Learning-AI

Confluence: A Robust Non-IoU Alternative to Non-Maxima Suppression in Object Detection

January 2021

tl;dr: Confluence is a confidence weighted Manhattan distance inspired proximity measure. It is an alternative to NMS in post-processing and requires no change the neural network.

Overall impression

There largely exists two methods of NMS, IoU based NMS (as in RetinaNet and FCOS) and center location based (as in CenterNet). Confluence uses the heavy cluster of bounding boxes as an indicator of the presence of an object.

Confluence does not select the best bbox by cls conf scores, nor it uses IoU to suppress others. NMS suffers from a hard-coded arbitrary IoU threshold. Center-distance based NMS such as the maxpooling used in CenterNet also has this issue.

Confluence is more robust to highly occluded scenes. Gains in recall are much higher than mAP.

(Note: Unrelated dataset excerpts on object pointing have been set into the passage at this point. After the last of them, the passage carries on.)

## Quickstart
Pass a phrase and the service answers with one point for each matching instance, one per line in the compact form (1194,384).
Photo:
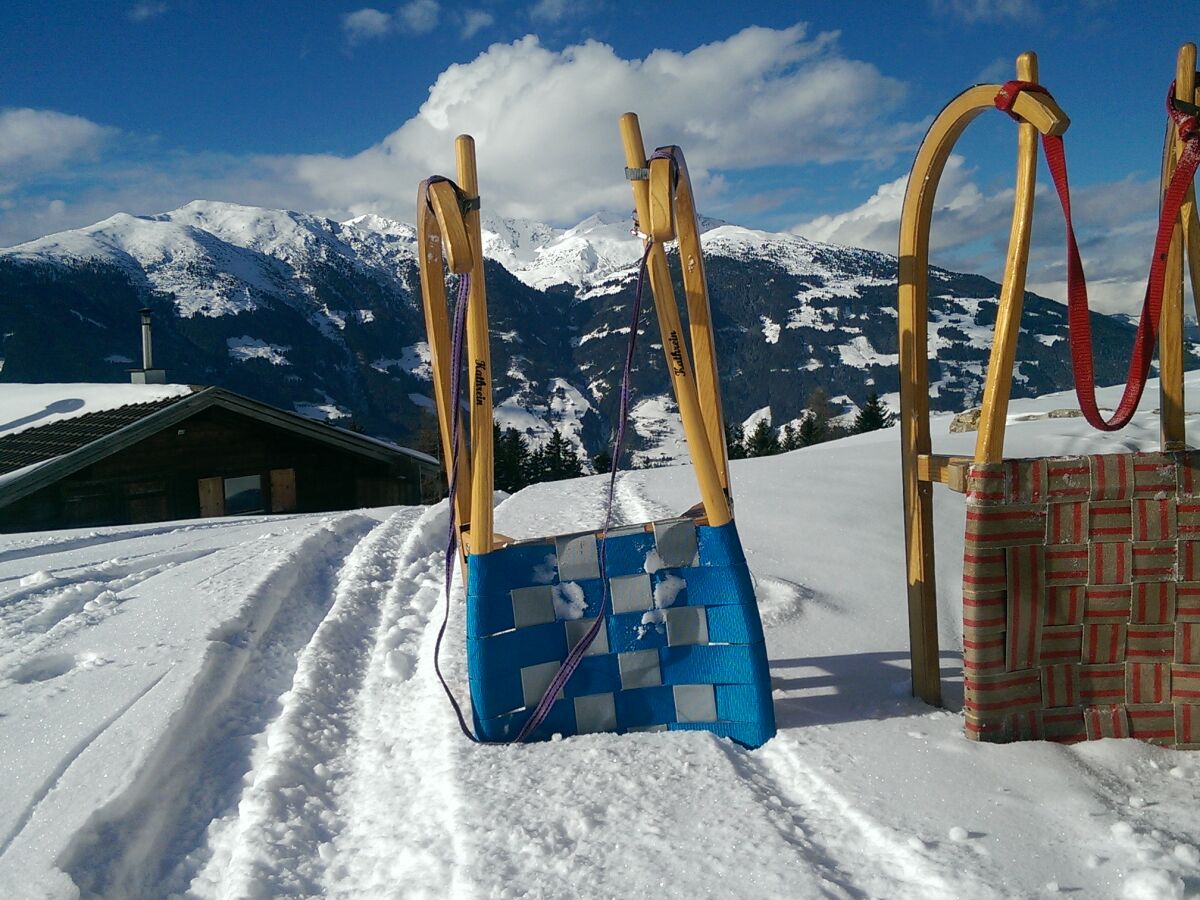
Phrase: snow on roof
(30,406)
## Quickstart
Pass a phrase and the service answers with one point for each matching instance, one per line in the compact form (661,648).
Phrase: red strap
(1078,316)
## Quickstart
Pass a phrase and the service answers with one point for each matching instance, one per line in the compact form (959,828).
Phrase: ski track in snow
(136,846)
(277,841)
(403,796)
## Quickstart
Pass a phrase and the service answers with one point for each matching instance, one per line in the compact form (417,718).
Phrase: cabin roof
(34,457)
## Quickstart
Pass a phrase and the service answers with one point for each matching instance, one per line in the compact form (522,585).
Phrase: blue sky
(796,117)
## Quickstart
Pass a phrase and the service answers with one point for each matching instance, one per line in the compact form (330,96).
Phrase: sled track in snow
(839,835)
(402,797)
(141,845)
(279,839)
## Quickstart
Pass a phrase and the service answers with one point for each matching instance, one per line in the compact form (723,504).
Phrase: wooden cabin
(203,451)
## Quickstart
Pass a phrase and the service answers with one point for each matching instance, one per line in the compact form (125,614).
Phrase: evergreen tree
(762,441)
(813,431)
(559,460)
(535,466)
(791,438)
(429,441)
(874,415)
(735,439)
(815,426)
(510,459)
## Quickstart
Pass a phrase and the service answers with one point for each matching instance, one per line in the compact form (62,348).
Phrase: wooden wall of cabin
(178,472)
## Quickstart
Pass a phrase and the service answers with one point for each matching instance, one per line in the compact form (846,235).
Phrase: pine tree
(813,431)
(762,441)
(874,415)
(559,460)
(510,459)
(429,441)
(815,426)
(735,441)
(791,438)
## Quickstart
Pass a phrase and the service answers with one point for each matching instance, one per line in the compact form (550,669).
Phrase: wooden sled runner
(651,627)
(1081,575)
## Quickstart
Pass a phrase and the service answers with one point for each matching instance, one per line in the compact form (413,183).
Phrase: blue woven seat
(640,628)
(682,647)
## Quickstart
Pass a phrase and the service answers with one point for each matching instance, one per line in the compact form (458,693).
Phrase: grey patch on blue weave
(630,593)
(625,531)
(535,679)
(533,606)
(695,703)
(595,712)
(687,625)
(575,631)
(577,558)
(640,669)
(676,543)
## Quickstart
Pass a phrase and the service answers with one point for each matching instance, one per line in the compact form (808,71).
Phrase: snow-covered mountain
(247,708)
(322,316)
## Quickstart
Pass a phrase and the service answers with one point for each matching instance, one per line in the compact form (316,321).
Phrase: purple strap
(456,353)
(573,659)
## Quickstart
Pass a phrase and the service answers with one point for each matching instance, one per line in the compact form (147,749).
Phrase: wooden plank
(283,490)
(1170,336)
(913,315)
(455,241)
(479,363)
(661,196)
(437,329)
(678,360)
(700,319)
(941,469)
(999,384)
(211,496)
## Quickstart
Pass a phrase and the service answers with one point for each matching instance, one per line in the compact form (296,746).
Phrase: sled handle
(1170,330)
(999,382)
(479,361)
(441,231)
(918,463)
(673,216)
(678,363)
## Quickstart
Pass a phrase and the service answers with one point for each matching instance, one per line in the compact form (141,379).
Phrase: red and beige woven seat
(1081,574)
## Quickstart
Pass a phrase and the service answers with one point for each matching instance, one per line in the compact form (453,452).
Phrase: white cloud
(143,11)
(1114,222)
(549,10)
(420,17)
(964,214)
(35,141)
(972,11)
(475,21)
(546,121)
(365,24)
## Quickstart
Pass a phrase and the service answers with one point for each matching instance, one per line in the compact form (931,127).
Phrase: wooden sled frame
(921,468)
(448,232)
(666,209)
(448,226)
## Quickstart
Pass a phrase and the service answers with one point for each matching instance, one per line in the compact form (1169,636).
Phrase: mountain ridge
(323,317)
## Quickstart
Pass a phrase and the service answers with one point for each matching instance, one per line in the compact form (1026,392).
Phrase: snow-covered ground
(246,707)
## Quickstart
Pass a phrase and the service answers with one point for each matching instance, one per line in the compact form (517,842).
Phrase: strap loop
(1009,91)
(1078,313)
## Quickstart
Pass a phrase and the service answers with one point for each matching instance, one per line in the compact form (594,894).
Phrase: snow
(247,707)
(30,406)
(769,329)
(859,354)
(246,348)
(415,359)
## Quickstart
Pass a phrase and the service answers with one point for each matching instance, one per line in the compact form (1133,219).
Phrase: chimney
(148,373)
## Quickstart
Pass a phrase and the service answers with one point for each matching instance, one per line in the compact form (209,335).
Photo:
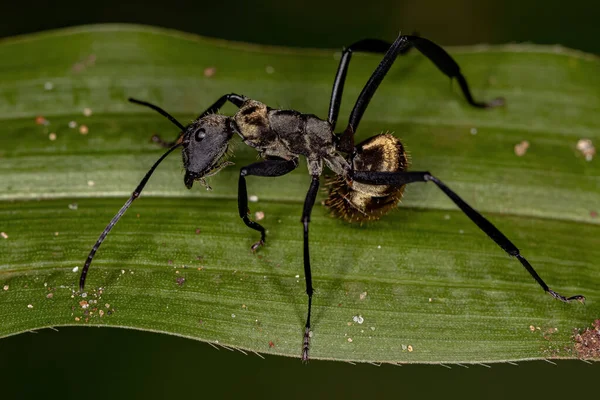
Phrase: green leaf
(427,284)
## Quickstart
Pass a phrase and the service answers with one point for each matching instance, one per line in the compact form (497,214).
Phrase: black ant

Unfortunately the paper is poorly written, with confusing notations and abuse of terminology (proximity, confluence). The pseudo-code is not helping at all. We really need to wait for the github implementation to understand the details. For example, the WP is not even mentioned in the pseudo-code. And how confluence is updated with more proximity is not clear.

Key ideas

Confluence embraces the tendency for dense object detectors to return numerous bbox within the RoI. Confluence finds clusters of bboxes. –> This is caused by the many-to-one label assignment and lack of classification cost in assignment. See DeFCN and OneNet.
Two steps:
- retaining: pick box with lowest (best) confluence score.
- removal: bbox within close proximity (with a thresh) of the bbox.

Technical details

My understanding of the pseudo-code:
- For each pair, calculate the Manhattan Distance. This is called Proximity.
- For a given box, calculate weighted average of all proximity < 2, weighted by cls conf score. This is called Confluence.
- Find lowest confluence score, retain it, and remove all other box with proximity < threshold.
- Repeat the 3rd step.
The illustration in Fig. 4 and 5 are just for visualization of the concept. The proximity is calculated wrt a random bbox. This is not used in the algorithm.

Notes

Review on 知乎
Both confluence score and proximity score is the lower the better. This is a bit confusing. It would be better to define confluence score in a way that it is the higher the better, and the higher the lower proximity score is.